Running Microbenchmarks
Running via an IDE is not supported as the results are meaningless because we have no control over the JVM running the benchmarks.
If you want to run a specific benchmark class like, say,
MemoryStatsBenchmark
, you can use --args
:
gradlew -p benchmarks run --args 'MemoryStatsBenchmark'
Everything in the '
gets sent on the command line to JMH.
You can set benchmark parameters with -p
:
gradlew -p benchmarks/ run --args 'RoundingBenchmark.round -prounder=es -prange="2000-10-01 to 2000-11-01" -pzone=America/New_York -pinterval=10d -pcount=1000000'
The benchmark code defines default values for the parameters so if
you leave out any out JMH will run with each default value, one after
the other. This will run with interval
set to calendar year
then
calendar hour
then 10d
then 5d
then 1h
:
gradlew -p benchmarks/ run --args 'RoundingBenchmark.round -prounder=es -prange="2000-10-01 to 2000-11-01" -pzone=America/New_York -pcount=1000000'
Adding Microbenchmarks
Before adding a new microbenchmark, make yourself familiar with the JMH API. You can check our existing microbenchmarks and also the JMH samples.
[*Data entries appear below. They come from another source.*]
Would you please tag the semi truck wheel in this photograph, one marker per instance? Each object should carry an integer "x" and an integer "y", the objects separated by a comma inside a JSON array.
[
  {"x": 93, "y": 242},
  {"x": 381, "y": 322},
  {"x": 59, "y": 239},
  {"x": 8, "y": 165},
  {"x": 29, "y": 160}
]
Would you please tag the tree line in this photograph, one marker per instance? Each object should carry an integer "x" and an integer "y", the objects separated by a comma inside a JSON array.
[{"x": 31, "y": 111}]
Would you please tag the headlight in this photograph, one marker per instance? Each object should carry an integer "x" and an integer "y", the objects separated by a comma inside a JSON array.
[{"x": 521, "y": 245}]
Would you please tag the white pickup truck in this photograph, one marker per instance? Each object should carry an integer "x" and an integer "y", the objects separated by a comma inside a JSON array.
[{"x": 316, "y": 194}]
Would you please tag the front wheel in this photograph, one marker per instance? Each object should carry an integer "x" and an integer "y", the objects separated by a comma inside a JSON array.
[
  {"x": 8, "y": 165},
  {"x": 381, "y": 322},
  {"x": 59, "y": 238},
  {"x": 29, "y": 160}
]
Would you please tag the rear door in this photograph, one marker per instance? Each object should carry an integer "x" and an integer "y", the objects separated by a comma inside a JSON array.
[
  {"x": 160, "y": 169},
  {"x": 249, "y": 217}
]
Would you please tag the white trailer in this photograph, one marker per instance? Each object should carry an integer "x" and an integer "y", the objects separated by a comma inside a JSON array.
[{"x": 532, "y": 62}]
In contrast to tests, the actual name of the benchmark class is not relevant to JMH. However, stick to the naming convention and
end the class name of a benchmark with Benchmark
. To have JMH execute a benchmark, annotate the respective methods with @Benchmark
.
Tips and Best Practices
To get realistic results, you should exercise care when running benchmarks. Here are a few tips:
Do
- Ensure that the system executing your microbenchmarks has as little load as possible. Shutdown every process that can cause unnecessary
runtime jitter. Watch the
Error
column in the benchmark results to see the run-to-run variance. - Ensure to run enough warmup iterations to get the benchmark into a stable state. If you are unsure, don't change the defaults.
- Avoid CPU migrations by pinning your benchmarks to specific CPU cores. On Linux you can use
taskset
. - Fix the CPU frequency to avoid Turbo Boost from kicking in and skewing your results. On Linux you can use
cpufreq-set
and theperformance
CPU governor. - Vary the problem input size with
@Param
. - Use the integrated profilers in JMH to dig deeper if benchmark results to not match your hypotheses:
- Add
-prof gc
to the options to check whether the garbage collector runs during a microbenchmarks and skews your results. If so, try to force a GC between runs (-gc true
) but watch out for the caveats. - Add
-prof perf
or-prof perfasm
(both only available on Linux, see Disassembling below) to see hotspots. - Add
-prof async
to see hotspots.
- Add
- Have your benchmarks peer-reviewed.
Don't
- Blindly believe the numbers that your microbenchmark produces but verify them by measuring e.g. with
-prof perfasm
. - Run more threads than your number of CPU cores (in case you run multi-threaded microbenchmarks).
- Look only at the
Score
column and ignoreError
. Instead take countermeasures to keepError
low / variance explainable.
Disassembling
NOTE: Linux only. Sorry Mac and Windows.
Disassembling is fun! Maybe not always useful, but always fun! Generally, you'll want to install perf
and FCML's hsdis
.
perf
is generally available via apg-get install perf
or pacman -S perf
. FCML is a little more involved. This worked
on 2020-08-01:
wget https://github.com/swojtasiak/fcml-lib/releases/download/v1.2.2/fcml-1.2.2.tar.gz
tar xf fcml*
cd fcml*
./configure
make
cd example/hsdis
make
sudo cp .libs/libhsdis.so.0.0.0 /usr/lib/jvm/java-14-adoptopenjdk/lib/hsdis-amd64.so
If you want to disassemble a single method do something like this:
gradlew -p benchmarks run --args ' MemoryStatsBenchmark -jvmArgs "-XX:+UnlockDiagnosticVMOptions -XX:CompileCommand=print,*.yourMethodName -XX:PrintAssemblyOptions=intel"
If you want perf
to find the hot methods for you then do add -prof perfasm
.
Async Profiler
Note: Linux and Mac only. Sorry Windows.
IMPORTANT: The 2.0 version of the profiler doesn't seem to be with compatible with JMH as of 2021-04-30.
The async profiler is neat because it does not suffer from the safepoint bias problem. And because it makes pretty flame graphs!
Let user processes read performance stuff:
sudo bash
echo 0 > /proc/sys/kernel/kptr_restrict
echo 1 > /proc/sys/kernel/perf_event_paranoid
exit
Grab the async profiler from https://github.com/jvm-profiling-tools/async-profiler
and run prof async
like so:
gradlew -p benchmarks/ run --args 'LongKeyedBucketOrdsBenchmark.multiBucket -prof "async:libPath=/home/nik9000/Downloads/tmp/async-profiler-1.8.3-linux-x64/build/libasyncProfiler.so;dir=/tmp/prof;output=flamegraph"'
If you are on mac this'll warn you that you downloaded the shared library from the internet. You'll need to go to settings and allow it to run.
The profiler tells you it'll be more accurate if you install debug symbols with the JVM. I didn't and the results looked pretty good to me. (2021-02-01)